Tandon Doss is a rookie wide receiver for the Baltimore Ravens, was a finalist for Indiana's Mr. Football Award his senior year of high school, and is Batman.

Yes, Batman. Or at least a very close facsimile.

Before the Ravens' 34-31 win over the Washington Redskins on Thursday night, Doss broke up a knife fight at a Five Guys burger joint in Baltimore's Inner Harbor. Like any good action hero, he deflected praise.

"I saw somebody start fighting, and I broke it up," Doss said, according to NFL.com. "That's all it was to me."

The Baltimore Sun said a police spokesman reported that two men attacked a manager at the restaurant at about 4:30 p.m., cutting his chin with a knife.
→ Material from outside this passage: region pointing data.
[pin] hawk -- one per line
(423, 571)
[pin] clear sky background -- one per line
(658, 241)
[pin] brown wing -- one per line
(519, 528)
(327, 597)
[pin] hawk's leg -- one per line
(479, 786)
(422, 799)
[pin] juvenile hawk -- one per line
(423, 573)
Doss, aka the Dark Knight, intervened and the two attackers fled.

Afterward, Doss tweeted: "Jus had to break up a fight at five guys. Baltimore is too ratchet!!!"
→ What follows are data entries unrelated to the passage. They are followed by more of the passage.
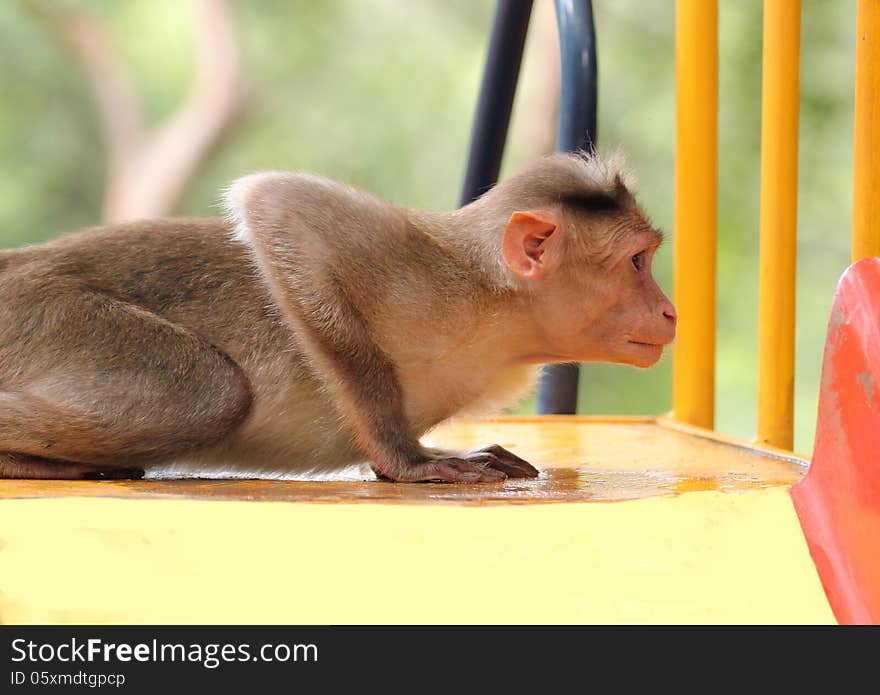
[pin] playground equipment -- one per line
(702, 528)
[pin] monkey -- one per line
(316, 326)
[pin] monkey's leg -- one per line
(18, 466)
(104, 388)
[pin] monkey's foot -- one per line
(491, 464)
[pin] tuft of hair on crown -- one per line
(582, 179)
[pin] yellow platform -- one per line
(701, 529)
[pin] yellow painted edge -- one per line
(720, 438)
(703, 557)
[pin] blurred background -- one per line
(113, 109)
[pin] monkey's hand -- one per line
(487, 465)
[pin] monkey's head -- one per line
(580, 251)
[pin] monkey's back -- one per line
(191, 272)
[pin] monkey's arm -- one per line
(319, 244)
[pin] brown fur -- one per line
(319, 327)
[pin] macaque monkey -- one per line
(318, 326)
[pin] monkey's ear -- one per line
(530, 243)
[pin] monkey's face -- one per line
(608, 310)
(614, 311)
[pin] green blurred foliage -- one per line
(381, 94)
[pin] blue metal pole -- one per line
(576, 129)
(496, 97)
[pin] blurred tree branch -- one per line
(149, 167)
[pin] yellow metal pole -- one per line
(866, 180)
(696, 167)
(779, 177)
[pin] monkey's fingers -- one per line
(510, 463)
(115, 474)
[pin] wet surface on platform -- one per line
(580, 460)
Indeed, Baltimore may be "too ratchet," but not for our fearless crime-fighter.

A few hours later, the fourth-round draft pick caught two passes, gained 28 yards, and had zero assault breakups vs. Washington.

Behind the times
In an interview with ESPN.com, Southern California coach Lane Kiffin said it was "almost impossible" for the Raiders to win with Al Davis running the organization.

Kiffin was fired as Oakland's coach in 2008, four games into his second season. At a memorable news conference to discuss the move, Davis used an overhead projector to show reporters a letter he wrote to Kiffin that called the coach "immature" and accused him of a "destructive campaign" to hurt the Raiders.
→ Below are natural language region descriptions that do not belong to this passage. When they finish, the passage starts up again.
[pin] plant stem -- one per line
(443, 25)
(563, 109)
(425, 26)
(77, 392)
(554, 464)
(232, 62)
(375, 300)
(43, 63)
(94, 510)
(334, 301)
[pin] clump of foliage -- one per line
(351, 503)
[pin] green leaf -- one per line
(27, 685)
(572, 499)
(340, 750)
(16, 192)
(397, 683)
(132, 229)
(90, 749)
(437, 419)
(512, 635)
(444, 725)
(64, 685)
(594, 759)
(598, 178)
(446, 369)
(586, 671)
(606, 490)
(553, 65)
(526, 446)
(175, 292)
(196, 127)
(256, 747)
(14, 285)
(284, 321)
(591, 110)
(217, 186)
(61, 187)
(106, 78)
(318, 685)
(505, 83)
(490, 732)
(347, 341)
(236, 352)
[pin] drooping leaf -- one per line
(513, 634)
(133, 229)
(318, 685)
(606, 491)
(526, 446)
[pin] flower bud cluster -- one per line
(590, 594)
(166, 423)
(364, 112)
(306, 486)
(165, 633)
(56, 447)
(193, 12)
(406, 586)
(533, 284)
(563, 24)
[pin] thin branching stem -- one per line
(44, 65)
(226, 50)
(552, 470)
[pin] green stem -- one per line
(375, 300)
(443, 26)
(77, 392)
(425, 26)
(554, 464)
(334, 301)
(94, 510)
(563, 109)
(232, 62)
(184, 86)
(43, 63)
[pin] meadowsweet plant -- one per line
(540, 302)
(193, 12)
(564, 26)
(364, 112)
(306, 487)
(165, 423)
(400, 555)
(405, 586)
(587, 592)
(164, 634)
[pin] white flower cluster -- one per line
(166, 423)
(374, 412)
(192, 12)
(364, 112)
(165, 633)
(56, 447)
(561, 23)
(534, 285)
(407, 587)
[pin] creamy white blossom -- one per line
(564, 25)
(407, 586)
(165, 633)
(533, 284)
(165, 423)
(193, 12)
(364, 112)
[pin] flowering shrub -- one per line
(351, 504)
Kiffin said the overhead projector was a fitting symbol of how the Raiders have fallen behind the rest of the NFL under Davis' stewardship.

"You're waiting for [Davis] to wake up and come to work at 2 o'clock in the afternoon to make decisions that the rest of the league is making at 6 o'clock in the morning," Kiffin said.

(Left unsaid in the ESPN.com interview was how telling another line in Davis' letter was — the one in which he said JaMarcus Russell was "a great player.")

Back at home
The Minnesota Vikings will host the Dallas Cowboys Saturday night in their first game at Mall of America Field since a snowstorm tore a hole in the roof in December.

Of course, now that the Vikings have Donovan McNabb at quarterback, they'll have to worry about holes being punched in the turf five feet in front of intended receivers.

News of note
U.S. District Judge Susan Richard Nelson in St. Paul, Minn., issued an order on Friday that formally dismissed the antitrust lawsuit brought against the league by a group of players headlined by New England Patriots quarterback Tom Brady. ... Defensive tackle Kyle Williams agreed to a six-year contract extension with the Buffalo Bills. The deal is potentially worth $39 million, a person familiar with the contract said. ... The NFL is donating $1 million to the new memorial to Martin Luther King Jr. on Washington's National Mall. ... The Tennessee Titans agreed to a contract with ex-Eagles receiver Kevin Curtis.